After the meal, one of the cooks, also in orange prison gear under his apron, steps into an enclosed courtyard alongside the restaurant for a cigarette.
He is serving five years for car theft, although he insists he didn’t steal the car himself, simply bought it off someone else.
“But I’m lucky to only get five years, because car theft is a very serious offence,” he muses.
He describes working in the restaurant as “one of the best jobs in the prison”, but won’t be drawn on life in the cells. “It’s prison,” is all he will say.
Pollsmoor has about 8,000 inmates – twice its capacity – living in conditions described in a report by a judge last year as “deeply disturbing” and “inhumane and appalling”.
Tuberculosis is rife – Mandela contracted TB there – and at least one inmate died last year of leptospirosis, a disease spread by rats.
The restaurant closes at 2pm. Diners head for their cars and the gates, while the waiters and cooks are taken back to their cells and locked up until the breakfast service begins.
Across the road is another high-security, electrified fence, marking the borders of the Steenberg wine and golf estate, but this fence is designed to keep people out, not in.
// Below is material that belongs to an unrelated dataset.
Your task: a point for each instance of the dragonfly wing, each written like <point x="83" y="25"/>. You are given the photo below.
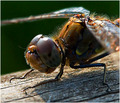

Traditional Cape Dutch-style gabled white buildings with thatched roofs cluster among expansive green lawns and vineyards against a mountain backdrop.
At Catherina’s award-winning restaurant, under umbrellas on the patio, the lunch crowd is dominated by tourists from Europe and the United States.
The menu boasts “sustainable” fish for its ecologically concerned upmarket diners. The fish turns out to be hake – the same as that offered at the Pollsmoor prison restaurant, at four times the price.